On Sat, 2008-10-18 at 23:24 -0500, Jack O'Quin wrote:
If the amount read or written exactly fills the
buffer, then a read or write
pointer equal to the last entry plus one will be stored momentarily, before
the correct (masked) value wraps it back to the beginning of the buffer. If
the other thread looks at it in that state, I believe data will be
copied outside
the bounds of the buffer, which is bad.
this is indeed the case. for read space, if the write ptr is "ahead" of
the read ptr, we return write_ptr - read_ptr, which will return a value
that is too large if "write_ptr" gets snapshotted after the increment
and before the mask.
the same is true for writing. if the read ptr is ahead of the write ptr,
we return the difference between them minus one (the extra -1 stops the
write ptr catching up with the read ptr, a condition that indicates that
the buffer is empty). this value will also be too large if the read_ptr
is used in its "intermediate" state.
i am deeply embarrassed but also puzzled. i remember worrying about
precisely this issue on and over across a period of several years, and
yet satisfying myself that there actually wasn't a problem. i think that
my mistake was as follows: if you look at the read space case, but focus
on whether the *read* ptr is too large at that time, then the safety of
the ringbuffer is still guaranteed. ditto, in the write space case, the
write ptr being too large doesn't violate the safety guarantee. but this
is backwards - the thread that computes write space is the writing
thread, which is the only one that modifies write_ptr. ergo, it never
sees write_ptr as volatile. ditto, the reading thread never sees
read_ptr as volatile. the problems arise because of the *other* pointer,
where the temporary intermediate state *does* cause the computations to
be in error.
i don't know whether to shoot myself or eat another couple of the
oft-promised hats.
so the next question is how best to prevent it. as far as i can see we
have a couple of proposals:
1) fons' design, which never actually wraps readptr or writeptr, but
masks the address used to access the data buffer
2) removing the intermediate state's visibility
i admit to preferring (2) even though i know that with a 64 bit index,
not wrapping the ptrs is not really a problem.

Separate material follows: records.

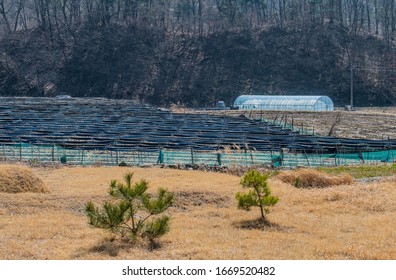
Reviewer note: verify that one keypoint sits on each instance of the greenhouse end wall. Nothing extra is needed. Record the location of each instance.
(284, 103)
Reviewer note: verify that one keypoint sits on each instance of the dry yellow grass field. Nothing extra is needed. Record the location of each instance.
(354, 221)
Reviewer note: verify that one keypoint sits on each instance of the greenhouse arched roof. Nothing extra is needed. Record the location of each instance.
(284, 103)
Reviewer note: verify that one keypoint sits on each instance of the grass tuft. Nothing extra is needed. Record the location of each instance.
(18, 179)
(309, 178)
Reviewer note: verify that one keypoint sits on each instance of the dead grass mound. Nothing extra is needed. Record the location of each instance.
(310, 178)
(18, 179)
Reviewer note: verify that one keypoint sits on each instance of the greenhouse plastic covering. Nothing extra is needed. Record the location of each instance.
(284, 103)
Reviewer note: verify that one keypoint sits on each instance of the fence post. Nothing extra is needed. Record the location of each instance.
(160, 159)
(116, 156)
(192, 155)
(20, 150)
(82, 156)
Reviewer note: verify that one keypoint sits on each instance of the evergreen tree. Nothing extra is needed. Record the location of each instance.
(259, 195)
(135, 214)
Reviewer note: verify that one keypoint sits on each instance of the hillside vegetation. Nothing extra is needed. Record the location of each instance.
(197, 52)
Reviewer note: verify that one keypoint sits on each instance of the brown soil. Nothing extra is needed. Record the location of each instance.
(367, 123)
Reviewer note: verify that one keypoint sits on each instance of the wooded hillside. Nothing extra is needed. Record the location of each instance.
(195, 52)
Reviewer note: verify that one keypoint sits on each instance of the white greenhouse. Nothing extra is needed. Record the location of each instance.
(284, 103)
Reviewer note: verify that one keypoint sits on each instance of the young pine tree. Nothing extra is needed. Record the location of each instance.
(259, 194)
(133, 213)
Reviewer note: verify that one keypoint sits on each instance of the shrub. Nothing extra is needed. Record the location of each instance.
(135, 214)
(259, 195)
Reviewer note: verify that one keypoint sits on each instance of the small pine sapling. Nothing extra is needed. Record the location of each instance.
(132, 213)
(259, 194)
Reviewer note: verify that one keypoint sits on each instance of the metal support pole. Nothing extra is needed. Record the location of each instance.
(351, 86)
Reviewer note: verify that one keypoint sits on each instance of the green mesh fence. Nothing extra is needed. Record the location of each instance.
(47, 154)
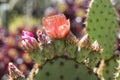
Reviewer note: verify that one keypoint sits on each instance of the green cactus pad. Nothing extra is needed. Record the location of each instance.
(71, 49)
(41, 55)
(109, 69)
(94, 58)
(59, 46)
(64, 69)
(48, 51)
(37, 57)
(20, 78)
(102, 25)
(82, 54)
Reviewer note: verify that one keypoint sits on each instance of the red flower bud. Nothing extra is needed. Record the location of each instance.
(56, 26)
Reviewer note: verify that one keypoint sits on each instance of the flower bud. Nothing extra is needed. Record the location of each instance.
(43, 38)
(56, 26)
(28, 41)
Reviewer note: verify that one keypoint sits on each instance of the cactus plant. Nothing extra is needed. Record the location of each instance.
(64, 57)
(102, 25)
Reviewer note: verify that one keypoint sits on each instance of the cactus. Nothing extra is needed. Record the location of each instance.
(64, 57)
(102, 25)
(64, 69)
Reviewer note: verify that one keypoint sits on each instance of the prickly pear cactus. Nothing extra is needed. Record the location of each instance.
(64, 69)
(102, 25)
(67, 58)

however, it is not totally clear to me how to prevent an optimizing
compiler from doing the wrong thing here. unlike the claims made by
someone involved with portaudio, i believe that it is correct to declare
the read_ptr and write_ptr volatile, so that the compiler knows that it
cannot try to be clever about it accesses of the "other" ptr (i.e.
read_ptr for the writing thread, and vice versa). maybe the comment on
the use of volatile was based on some idea that i thought it made the
variables thread safe, which is and never was the case.
i suspect that the safest code looks like:
size_t tmp = (ptr + incr) & mask;
barrier();
ptr = tmp;
but i am not sure whether barrier needs to be read, write or both.
i think that the simpler code:
ptr = (ptr + incr) & mask;
is subject to potential compiler and/or processor "optimization" that
might reduce it back to the problem case of two ops without an
intermediate load/store location. the volatile declaration ought to
prevent the compiler from doing this, and i don't see why a processor
would do this, ever, but clearly i've already been deeply wrong about
this. does anybody know for certain?
--p